Switch Garment, in collaboration with New Delhi-based The Energy and Resources Institute (Teri) and the Institute of Technology of Cambodia (ITC), kicked off a series of energy audits in Cambodian garment factories.

The audits are devised to identify the best cost-effective options to build a more economically-resilient industry that is able to meet purchase orders, while constraining its environmental footprint.

Switch Garment said in an August 24 statement that the audits will analyse the energy intensity of garment manufacturers’ facilities and identify opportunities for cost savings and production optimisation.

Under Switch Garment, the audits will serve to inform clean energy investment by factories and to identify factories’ training needs to strengthen sustainable energy practices, it said

“Faced with pressures from international buyers to reduce environmental footprints, 30 factories have signed up as partners in the Switch Garment programme to date, while 20 more will be recruited later this year,” it added.

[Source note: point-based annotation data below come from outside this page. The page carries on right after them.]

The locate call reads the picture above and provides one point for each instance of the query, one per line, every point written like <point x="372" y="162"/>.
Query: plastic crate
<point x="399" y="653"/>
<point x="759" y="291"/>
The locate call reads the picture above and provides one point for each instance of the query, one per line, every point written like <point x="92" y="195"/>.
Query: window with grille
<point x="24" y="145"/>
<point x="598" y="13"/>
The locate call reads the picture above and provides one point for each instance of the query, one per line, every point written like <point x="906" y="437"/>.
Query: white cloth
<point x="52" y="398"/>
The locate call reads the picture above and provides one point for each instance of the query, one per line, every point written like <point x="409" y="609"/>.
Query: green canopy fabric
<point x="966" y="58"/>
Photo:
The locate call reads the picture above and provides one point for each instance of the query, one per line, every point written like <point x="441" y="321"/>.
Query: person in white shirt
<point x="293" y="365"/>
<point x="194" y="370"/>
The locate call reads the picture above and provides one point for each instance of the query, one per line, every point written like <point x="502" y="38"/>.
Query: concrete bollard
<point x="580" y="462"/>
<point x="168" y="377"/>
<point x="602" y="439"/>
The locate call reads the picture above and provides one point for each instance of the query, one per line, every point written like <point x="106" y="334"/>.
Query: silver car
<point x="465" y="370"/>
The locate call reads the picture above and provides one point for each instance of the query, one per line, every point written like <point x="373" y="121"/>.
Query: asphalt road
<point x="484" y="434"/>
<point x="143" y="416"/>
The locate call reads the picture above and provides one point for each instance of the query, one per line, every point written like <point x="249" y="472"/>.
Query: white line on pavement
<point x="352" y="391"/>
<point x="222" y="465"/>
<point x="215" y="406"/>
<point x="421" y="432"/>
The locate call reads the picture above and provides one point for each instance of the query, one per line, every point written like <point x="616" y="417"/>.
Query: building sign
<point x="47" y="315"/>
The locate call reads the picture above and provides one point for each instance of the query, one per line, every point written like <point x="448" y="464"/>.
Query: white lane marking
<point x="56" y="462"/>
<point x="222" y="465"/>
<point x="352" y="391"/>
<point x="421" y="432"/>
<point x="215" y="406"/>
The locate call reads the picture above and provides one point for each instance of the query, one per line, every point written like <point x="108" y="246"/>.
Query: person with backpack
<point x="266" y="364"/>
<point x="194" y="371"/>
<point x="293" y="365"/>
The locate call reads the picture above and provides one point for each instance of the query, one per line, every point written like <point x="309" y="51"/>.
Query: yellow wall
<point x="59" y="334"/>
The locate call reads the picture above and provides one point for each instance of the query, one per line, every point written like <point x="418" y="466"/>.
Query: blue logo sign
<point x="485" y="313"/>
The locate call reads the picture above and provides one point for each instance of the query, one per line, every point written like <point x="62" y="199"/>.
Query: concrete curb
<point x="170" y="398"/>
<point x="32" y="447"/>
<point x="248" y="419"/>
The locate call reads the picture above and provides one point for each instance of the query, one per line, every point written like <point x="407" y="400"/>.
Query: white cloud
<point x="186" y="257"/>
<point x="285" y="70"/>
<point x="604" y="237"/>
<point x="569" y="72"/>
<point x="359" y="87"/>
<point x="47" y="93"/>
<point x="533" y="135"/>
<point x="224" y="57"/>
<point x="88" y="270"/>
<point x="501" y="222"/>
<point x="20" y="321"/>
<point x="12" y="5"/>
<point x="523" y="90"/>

Robert Hwang, managing director of PPSEC Co Ltd, said high electricity costs and growing sustainability requirements from buyers are significant challenges for factories in Cambodia. “We have joined the Switch Garment programme because good energy management is important to remain competitive in the market.”

Garment Manufacturers Association in Cambodia (GMAC) general manager Ly Tek Heng, who has been leading the engagement with factories on these audits, said: “International brands that buy from garment factories in Cambodia now focus heavily on sustainability due to growing environmental awareness of consumers and the sector must keep up with the trend to remain competitive.”

Launched on September 11, Switch Garment is a joint venture between the GMAC, the Seoul-headquartered treaty-based international organisation Global Green Growth Institute (GGGI) and French NGO Geres-Cambodia. The project is funded by the EU through the Switch-Asia programme.

According to Switch-Asia, GGGI’s economic modelling projects that a 20 per cent increase in energy efficiency in the garment sector would lead to a 31 per cent surge in energy productivity by 2030 and $2 billion saved in energy costs.

It said: “Cambodia’s garment industry is losing its edge compared to other countries like Bangladesh, Myanmar and Vietnam, given its high energy costs as well as recent increase in the monthly minimum wage, lagging infrastructure, productivity and logistics.

“The cost of electricity from the national grid in Cambodia is the highest in ASEAN. The average energy cost per tonne of garments is $560.

“Energy costs constitute a significant share of the total production costs, contributing 16.7 per cent, which is also higher than neighbouring countries.”